The two commissioners say the recession has weakened the Vermont economy, leaving a high unemployment rate and declining state revenues.
So the officials want school boards to constrain spending. Jim Reardon is commissioner of Finance and Management.
(Reardon) We have significant out-year deficits. I don’t think we should take any options off the table. I think they all require exploration.
(Dillon) Reardon says the commissioners sent their memo now in order to give school boards enough time to build tight budgets.
(Reardon) So we felt it was very important to put them on notice as to some of the items we were considering.

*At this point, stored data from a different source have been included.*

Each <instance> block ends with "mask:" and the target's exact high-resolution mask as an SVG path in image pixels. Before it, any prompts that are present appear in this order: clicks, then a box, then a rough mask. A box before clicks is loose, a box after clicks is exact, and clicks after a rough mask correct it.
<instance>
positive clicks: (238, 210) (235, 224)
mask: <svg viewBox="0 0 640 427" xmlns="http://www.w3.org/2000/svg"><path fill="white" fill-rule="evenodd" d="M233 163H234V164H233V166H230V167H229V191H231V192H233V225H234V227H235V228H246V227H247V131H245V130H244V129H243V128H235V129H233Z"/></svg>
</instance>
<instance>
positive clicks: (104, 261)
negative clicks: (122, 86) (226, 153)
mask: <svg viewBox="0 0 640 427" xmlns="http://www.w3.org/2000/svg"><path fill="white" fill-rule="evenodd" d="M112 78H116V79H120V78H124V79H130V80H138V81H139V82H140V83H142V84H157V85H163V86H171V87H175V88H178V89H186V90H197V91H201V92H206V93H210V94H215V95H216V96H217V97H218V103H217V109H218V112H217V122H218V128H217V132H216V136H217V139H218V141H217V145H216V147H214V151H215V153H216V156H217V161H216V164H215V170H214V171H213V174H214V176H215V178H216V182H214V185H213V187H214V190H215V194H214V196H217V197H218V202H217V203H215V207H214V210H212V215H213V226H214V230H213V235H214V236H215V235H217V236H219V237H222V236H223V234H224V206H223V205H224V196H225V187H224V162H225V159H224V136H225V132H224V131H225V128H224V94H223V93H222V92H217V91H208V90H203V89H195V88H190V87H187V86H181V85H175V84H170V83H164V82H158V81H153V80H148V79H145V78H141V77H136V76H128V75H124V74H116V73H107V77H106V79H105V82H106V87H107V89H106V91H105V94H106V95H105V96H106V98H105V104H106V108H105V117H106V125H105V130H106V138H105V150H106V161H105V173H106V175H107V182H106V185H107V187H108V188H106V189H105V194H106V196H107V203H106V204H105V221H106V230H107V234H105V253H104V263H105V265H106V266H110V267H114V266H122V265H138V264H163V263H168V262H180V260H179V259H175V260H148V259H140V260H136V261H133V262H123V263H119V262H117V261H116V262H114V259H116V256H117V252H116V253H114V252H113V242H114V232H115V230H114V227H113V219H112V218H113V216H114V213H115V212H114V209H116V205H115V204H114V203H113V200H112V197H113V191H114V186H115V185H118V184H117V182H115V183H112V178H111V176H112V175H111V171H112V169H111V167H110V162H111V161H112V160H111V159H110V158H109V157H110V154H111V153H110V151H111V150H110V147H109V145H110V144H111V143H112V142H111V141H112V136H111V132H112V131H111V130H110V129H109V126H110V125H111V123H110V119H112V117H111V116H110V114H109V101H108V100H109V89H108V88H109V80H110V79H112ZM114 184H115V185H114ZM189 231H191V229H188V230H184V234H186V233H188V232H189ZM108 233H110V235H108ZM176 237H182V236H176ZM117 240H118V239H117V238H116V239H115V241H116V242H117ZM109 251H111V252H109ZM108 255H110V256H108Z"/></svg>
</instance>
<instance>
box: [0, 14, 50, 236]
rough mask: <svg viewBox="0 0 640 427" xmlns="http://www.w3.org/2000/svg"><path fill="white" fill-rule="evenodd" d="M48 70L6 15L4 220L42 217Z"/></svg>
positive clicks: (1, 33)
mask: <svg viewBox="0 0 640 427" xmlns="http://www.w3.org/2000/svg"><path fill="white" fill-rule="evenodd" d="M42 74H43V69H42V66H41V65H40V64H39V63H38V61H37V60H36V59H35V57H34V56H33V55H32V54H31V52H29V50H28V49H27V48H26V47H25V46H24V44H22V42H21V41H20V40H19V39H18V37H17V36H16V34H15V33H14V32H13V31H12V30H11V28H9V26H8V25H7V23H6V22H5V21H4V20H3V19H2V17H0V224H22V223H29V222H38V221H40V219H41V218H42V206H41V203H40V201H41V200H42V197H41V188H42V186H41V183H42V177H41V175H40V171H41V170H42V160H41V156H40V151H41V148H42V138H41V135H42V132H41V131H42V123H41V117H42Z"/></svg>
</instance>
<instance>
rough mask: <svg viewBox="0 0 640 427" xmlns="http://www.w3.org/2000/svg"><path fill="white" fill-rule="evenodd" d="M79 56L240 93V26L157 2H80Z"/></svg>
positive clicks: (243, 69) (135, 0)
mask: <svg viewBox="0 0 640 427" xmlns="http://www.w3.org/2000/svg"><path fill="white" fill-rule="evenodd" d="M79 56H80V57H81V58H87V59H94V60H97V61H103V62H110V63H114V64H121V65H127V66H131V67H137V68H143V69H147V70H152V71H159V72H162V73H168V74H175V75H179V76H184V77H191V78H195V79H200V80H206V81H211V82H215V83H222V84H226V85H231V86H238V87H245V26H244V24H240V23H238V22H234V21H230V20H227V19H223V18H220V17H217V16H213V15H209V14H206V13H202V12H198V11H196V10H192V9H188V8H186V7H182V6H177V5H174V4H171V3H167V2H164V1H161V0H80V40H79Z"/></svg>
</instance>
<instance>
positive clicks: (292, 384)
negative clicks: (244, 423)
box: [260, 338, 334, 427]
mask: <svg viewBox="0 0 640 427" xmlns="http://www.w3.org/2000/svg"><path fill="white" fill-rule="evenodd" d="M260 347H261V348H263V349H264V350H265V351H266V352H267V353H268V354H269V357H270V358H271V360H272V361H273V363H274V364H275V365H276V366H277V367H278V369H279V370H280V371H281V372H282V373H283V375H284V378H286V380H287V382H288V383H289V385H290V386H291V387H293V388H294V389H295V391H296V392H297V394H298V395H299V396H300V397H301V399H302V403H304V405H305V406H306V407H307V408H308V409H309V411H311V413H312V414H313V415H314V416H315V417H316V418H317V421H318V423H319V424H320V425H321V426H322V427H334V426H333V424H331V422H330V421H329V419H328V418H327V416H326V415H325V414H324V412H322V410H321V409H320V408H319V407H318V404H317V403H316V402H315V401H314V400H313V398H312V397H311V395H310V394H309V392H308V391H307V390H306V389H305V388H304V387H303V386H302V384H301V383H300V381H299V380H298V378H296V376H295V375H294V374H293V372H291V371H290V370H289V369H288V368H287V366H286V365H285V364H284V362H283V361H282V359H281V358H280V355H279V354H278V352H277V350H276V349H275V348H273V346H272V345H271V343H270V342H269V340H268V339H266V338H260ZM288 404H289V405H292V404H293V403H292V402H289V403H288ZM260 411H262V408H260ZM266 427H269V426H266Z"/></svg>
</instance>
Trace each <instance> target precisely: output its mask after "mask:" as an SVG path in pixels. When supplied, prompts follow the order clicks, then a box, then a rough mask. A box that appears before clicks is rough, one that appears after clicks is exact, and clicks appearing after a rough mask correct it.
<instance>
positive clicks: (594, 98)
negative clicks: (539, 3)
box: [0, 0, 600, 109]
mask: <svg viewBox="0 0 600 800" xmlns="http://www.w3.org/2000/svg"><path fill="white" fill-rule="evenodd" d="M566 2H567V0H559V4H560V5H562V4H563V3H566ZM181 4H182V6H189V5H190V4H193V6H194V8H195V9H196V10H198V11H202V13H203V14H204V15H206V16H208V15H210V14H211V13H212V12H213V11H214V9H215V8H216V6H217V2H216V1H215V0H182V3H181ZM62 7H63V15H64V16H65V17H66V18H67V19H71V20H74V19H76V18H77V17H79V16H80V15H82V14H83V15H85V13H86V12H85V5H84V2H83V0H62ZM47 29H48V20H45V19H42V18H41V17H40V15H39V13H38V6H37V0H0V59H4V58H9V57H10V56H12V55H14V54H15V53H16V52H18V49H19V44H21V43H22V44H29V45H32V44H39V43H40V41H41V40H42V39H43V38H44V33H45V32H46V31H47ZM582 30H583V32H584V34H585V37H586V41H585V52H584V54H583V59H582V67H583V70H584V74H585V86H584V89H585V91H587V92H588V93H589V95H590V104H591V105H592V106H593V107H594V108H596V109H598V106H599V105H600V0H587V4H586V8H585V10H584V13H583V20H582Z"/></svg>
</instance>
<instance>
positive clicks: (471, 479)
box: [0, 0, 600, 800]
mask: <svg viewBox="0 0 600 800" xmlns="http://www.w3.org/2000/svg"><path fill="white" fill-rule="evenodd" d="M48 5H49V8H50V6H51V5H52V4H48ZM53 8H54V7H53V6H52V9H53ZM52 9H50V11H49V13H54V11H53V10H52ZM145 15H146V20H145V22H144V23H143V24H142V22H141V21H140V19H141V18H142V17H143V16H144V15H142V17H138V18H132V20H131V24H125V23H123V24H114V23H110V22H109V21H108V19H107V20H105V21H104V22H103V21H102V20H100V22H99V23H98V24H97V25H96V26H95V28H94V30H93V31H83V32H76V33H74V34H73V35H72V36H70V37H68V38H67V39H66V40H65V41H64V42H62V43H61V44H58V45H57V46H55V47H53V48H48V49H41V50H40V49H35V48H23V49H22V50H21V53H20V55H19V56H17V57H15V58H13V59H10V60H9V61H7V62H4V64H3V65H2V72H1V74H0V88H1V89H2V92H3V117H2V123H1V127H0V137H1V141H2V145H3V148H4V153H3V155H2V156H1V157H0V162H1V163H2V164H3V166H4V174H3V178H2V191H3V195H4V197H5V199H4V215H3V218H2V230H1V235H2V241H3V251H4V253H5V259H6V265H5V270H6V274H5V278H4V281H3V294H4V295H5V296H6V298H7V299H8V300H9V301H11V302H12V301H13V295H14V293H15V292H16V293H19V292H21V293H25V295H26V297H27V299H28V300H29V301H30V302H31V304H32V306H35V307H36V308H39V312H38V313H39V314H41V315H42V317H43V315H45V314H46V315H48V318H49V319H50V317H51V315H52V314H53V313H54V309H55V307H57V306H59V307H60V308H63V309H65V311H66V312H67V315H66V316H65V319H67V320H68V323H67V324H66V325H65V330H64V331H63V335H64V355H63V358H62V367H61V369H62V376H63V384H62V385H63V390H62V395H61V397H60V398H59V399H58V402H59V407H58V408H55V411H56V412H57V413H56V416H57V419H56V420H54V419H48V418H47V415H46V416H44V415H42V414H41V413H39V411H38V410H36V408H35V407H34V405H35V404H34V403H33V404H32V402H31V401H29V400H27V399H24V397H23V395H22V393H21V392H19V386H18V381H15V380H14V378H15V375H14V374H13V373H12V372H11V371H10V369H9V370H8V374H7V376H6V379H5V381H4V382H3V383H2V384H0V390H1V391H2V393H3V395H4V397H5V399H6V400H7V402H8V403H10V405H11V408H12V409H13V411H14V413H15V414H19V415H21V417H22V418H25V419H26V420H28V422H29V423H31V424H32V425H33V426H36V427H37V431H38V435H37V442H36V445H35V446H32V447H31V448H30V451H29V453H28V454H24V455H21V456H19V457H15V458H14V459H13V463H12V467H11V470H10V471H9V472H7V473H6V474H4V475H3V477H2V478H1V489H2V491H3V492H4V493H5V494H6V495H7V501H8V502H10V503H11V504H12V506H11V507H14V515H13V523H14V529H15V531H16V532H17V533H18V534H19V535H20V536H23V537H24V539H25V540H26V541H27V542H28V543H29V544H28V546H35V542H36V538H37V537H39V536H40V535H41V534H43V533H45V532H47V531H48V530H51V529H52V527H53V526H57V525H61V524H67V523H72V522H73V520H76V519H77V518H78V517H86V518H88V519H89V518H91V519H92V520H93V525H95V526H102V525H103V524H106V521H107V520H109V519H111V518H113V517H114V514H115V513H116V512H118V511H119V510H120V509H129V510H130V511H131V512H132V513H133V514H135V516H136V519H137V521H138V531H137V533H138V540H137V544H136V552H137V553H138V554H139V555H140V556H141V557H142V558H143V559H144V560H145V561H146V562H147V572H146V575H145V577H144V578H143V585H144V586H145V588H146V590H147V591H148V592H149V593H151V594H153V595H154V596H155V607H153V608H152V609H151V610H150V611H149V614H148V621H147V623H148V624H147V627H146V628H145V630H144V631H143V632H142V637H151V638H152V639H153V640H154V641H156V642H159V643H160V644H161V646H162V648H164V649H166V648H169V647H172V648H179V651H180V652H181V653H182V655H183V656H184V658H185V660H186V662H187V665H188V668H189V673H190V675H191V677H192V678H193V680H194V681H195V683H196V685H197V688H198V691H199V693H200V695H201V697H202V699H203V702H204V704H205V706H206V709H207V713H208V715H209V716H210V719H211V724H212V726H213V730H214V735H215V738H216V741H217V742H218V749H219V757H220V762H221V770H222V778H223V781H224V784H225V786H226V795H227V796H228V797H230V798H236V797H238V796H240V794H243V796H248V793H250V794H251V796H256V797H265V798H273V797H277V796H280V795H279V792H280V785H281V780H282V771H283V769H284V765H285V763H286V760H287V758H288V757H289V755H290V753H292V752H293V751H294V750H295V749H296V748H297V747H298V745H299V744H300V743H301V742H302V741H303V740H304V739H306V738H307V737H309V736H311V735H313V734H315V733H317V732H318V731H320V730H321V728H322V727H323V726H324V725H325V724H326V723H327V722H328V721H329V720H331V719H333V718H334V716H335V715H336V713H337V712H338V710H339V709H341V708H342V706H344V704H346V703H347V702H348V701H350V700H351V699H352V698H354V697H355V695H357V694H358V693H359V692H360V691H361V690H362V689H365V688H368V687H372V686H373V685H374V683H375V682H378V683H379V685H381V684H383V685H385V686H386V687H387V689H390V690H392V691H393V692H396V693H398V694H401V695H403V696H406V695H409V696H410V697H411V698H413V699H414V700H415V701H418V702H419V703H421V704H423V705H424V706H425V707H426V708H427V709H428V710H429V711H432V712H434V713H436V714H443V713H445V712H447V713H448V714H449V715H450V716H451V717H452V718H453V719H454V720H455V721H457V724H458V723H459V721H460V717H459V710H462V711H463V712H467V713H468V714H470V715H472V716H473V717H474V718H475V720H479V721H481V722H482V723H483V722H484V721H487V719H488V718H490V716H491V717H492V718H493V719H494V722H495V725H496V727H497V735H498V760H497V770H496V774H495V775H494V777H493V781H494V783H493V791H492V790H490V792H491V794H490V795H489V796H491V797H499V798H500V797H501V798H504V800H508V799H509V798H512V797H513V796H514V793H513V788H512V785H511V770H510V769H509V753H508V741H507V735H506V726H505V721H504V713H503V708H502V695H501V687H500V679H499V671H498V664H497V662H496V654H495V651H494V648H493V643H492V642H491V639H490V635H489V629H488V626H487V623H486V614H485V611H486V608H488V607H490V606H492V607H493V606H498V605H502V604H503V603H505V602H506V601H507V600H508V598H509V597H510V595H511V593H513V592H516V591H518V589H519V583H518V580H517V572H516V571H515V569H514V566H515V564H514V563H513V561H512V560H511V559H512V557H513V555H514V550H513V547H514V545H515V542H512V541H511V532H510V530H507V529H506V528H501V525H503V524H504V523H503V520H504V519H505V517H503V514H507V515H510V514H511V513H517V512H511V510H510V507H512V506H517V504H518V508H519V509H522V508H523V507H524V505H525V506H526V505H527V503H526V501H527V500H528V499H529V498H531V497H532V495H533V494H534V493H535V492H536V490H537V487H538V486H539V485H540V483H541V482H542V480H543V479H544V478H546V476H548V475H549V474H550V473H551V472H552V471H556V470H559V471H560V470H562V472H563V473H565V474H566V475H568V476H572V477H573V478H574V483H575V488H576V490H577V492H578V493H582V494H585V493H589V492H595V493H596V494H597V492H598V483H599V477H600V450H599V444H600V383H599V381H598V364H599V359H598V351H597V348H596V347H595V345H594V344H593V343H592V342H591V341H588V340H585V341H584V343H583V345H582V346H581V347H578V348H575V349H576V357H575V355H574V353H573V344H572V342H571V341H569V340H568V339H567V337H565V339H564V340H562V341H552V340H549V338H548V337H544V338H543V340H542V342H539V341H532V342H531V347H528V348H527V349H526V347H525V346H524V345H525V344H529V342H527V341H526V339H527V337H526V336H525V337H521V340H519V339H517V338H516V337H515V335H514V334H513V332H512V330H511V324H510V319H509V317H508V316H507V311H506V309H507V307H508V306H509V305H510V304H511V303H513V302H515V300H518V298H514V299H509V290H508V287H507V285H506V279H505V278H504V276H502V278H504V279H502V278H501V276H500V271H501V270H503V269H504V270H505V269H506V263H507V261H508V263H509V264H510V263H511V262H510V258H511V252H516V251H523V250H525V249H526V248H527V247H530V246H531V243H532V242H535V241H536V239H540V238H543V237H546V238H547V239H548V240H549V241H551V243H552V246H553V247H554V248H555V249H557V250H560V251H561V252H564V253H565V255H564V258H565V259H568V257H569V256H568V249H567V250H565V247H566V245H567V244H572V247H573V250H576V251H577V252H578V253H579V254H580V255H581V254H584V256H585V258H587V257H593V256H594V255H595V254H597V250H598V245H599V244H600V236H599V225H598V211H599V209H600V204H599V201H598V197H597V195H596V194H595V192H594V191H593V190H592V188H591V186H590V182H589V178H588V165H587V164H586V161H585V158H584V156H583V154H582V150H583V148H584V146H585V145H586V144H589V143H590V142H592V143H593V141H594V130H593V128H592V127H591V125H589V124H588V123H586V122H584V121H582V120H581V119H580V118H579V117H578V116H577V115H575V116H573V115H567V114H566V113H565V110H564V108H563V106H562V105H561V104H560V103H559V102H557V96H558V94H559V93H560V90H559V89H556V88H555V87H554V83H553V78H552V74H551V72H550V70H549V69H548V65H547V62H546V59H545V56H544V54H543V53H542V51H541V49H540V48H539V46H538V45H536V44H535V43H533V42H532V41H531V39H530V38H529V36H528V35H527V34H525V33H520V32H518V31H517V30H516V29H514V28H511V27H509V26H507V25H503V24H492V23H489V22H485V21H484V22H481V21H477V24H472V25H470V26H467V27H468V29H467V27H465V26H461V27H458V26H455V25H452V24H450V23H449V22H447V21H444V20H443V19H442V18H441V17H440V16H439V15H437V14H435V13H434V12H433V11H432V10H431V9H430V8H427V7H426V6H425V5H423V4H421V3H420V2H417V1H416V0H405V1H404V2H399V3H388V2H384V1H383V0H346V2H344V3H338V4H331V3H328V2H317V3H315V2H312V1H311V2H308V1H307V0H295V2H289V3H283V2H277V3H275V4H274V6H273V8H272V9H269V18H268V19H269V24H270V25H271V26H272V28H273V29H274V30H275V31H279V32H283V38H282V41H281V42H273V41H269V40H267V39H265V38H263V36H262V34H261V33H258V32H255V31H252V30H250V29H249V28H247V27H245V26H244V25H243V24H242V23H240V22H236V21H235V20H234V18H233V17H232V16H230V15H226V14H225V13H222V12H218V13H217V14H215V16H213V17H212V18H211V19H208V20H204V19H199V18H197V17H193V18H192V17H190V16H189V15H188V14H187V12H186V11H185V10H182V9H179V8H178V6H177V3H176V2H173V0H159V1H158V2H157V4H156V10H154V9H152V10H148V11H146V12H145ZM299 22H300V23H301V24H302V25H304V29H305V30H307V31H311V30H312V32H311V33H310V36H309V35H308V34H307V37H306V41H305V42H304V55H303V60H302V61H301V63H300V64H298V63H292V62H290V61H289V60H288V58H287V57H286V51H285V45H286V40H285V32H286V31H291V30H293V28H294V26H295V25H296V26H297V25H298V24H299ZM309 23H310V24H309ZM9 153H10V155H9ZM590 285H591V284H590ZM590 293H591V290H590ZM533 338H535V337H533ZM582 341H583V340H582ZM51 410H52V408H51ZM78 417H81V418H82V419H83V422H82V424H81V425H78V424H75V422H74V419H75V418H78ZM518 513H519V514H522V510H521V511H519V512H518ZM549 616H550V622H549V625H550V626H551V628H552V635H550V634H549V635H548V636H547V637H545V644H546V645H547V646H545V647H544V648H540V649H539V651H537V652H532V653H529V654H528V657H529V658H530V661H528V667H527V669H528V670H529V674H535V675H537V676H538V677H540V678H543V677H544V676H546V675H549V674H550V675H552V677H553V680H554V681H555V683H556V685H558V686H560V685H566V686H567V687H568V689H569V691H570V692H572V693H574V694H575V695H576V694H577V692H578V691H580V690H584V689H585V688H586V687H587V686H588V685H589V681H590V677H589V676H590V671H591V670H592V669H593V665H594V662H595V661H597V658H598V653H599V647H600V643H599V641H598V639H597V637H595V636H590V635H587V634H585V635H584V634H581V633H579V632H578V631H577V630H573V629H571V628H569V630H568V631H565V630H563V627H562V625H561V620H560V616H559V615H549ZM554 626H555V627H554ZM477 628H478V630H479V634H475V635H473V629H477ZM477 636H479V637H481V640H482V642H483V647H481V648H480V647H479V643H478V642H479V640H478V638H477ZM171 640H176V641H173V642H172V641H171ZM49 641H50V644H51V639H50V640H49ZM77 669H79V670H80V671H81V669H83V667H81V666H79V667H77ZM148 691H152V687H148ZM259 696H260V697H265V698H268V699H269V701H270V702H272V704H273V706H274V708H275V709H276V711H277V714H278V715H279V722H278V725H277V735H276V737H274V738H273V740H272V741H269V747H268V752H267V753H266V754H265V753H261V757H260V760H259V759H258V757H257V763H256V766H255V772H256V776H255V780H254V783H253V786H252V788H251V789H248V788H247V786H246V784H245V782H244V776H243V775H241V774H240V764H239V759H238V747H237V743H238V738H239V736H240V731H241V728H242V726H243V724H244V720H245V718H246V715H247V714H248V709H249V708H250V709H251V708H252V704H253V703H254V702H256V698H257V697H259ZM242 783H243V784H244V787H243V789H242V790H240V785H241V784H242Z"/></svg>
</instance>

(Dillon) One proposal requires school employees to cover 20% of their health care costs. Another would end a grant program for small schools, and a third would give the state more power to consolidate school districts.
Some of the recommendations would affect decisions made by local school boards. But Education Commissioner Armando Vilaseca says a greater role for the state is justified since property taxpayers from around the state now pay into the state Education Fund.
(Vilaseca) Local boards are really the power base in Vermont. And there are many things that maybe aren’t working in the same direction. So to be able to have the commissioner of education have the authority to make some of those things happens may be more efficient and effective.
(Dillon) The union that represents most Vermont teachers says some of the recommendations would limit local control. Darren Allen is spokesman for the Vermont chapter of the National Education Association.
He says health insurance benefits, for example, should be negotiated between the union and school boards.
(Allen) It is not the state’s role to tell local school boards how to manage their benefits and how to manage their salaries.
(Dillon) But the Douglas administration says the state needs to look at any possible savings. Commissioner Vilaseca says that requiring school employees to pay 20% of their health care premiums could save around $14 million a year.
For VPR News, I’m John Dillon in Montpelier.